Bobby Smith

Personal information
- Full name: Robert Smith
- Date of birth: 30 November 1940
- Place of birth: Vancouver, British Columbia, Canada
- Height: 1.83 m (6 ft 0 in)
- Position(s): Outside Left

Senior career*
- Years: Team / Apps / (Gls)
- 1958: Nanaimo City FC
- 1959-1962: North Shore Carling's
- 1962-1969: Vancouver Columbus FC
- 1965, 1966: → Vancouver Firefighters FC (loan)
- 1967: → Victoria O'Keefe (loan)
- 1969-1970: Vancouver Firefighters FC
- 1970: Vancouver Columbus FC
- 1970-1972: North Shore Friuli

= Bobby Smith (Canadian soccer) =

Canadian soccer player

Bobby Smith (born 30 November 1940) is a former Canadian soccer player. He was an outside left, most notably with Vancouver Columbus FC with whom he played in the 1968 Canadian final. He is an honoured member of the Canada Soccer Hall of Fame.
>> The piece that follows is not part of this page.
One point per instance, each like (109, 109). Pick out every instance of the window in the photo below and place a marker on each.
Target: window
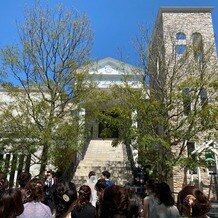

In the Pacific Coast League, Smith won league championships titles with North Shore United (1959–60) and Columbus FC (1969-70). He was a British Columbia All-Star five times in an eight-year span from 1960 to 1967.

He was one of only three players that scored more than 150 goals in the Pacific Coast League from 1939–40 to 1972–73, setting the league record with 160 goals from 1958 to 1972. He was the league's top scorer through the 1960s with 132 goals scored. He also led the league in scoring three times (1959–60, 1964–65, 1967–68). In 1959–60, he won the Ed Bayley Trophy as BC Soccer's most outstanding player in his first year in senior soccer after beating Les Fabri in the scoring race.

Smith was still a teenager when he made his Pacific Coast League on 26 May 1958 with Nanaimo City FC under player-manager Gogie Stewart. He scored his first goal on 3 September and then added two more goals on 14 September in a Nanaimo victory that postponed North Shore from clinching first place in the season's second half.

On loan, he helped both Firefighters FC (1966) and Victoria O'Keefe (1967) win the Pacific Coast International Championship for the J.F. Kennedy Trophy. In the 1966 final, he scored a record five goals as Firefighters won 6–0 over the Los Angeles Selects.

In 1968, he helped Columbus FC reach the Canadian final, scoring his team's lone goal in a 2:1 loss to the Toronto Royals on 29 September in Toronto. Two weeks earlier in the western final, Smith had scored both goals in Columbus FC's 2:1 come-from-behind win over Winnipeg Internationals at Callister Park in Vancouver.

In 2019, he was inducted to the Canada Soccer Hall of Fame as part of a group of Past Canadian Players from the 1940s, 1950s and 1960s.

==Personal life==
Bobby's father Hap Smith was a multi-sport athlete who played soccer and lacrosse. Hap was an all-star soccer player and Dominion of Canada Championship winner with Vancouver Radials. His brother Barry Smith was a multi-sport athlete who played soccer, football and softball.